Egli non si lagnava. Era d’inverno. Nel solaio aperto a tutti i venti sarebbe gelato il vino: le pareti scrostate e sudicie annebbiavano la poca luce, il pavimento era tutto rotto, la porta sgangherata metteva certi urli ai buffi del vento, che parevano umani. Solo gli uccelli nell’abbaino saltellavano o canticchiavano di quando in quando. Nessun altro mobile o soprammobile occupava un poco di quella nudità desolata, tranne un fiasco spagliato, sospeso per un chiodo a capo del letto. Una volta, quando lo poteva ancora, vi faceva il caffè attaccandolo alla catena del focolare; adesso era vuoto, impolverato, e per coperchio aveva un guscio d’uovo.

E, sintomo di morte vicina, egli aveva venduto quasi tutti gli attrezzi di caccia, meno un sacco di reti che gli servivano da guanciale.
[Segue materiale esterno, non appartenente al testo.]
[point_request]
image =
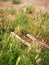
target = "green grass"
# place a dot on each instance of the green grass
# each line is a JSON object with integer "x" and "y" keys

— È morto? — domandava talvolta la gente al figlio.

Questi si stringeva indifferentemente nelle spalle.

Ma un giorno l’arciprete si credette in dovere di visitare il suo organista, che da sei mesi non suonava più e si faceva sostituire dal capobanda del villaggio, un giovane di carattere dolcissimo.

Quando il conte scorse l’arciprete:

— È venuto per darmi il buon viaggio? — esclamò. — Mi dispiace che dovrà accompagnarmi gratis al cimitero, ma io non ce ne ho colpa; l’uso l’hanno inventato loro. Per me ne farei anche a meno.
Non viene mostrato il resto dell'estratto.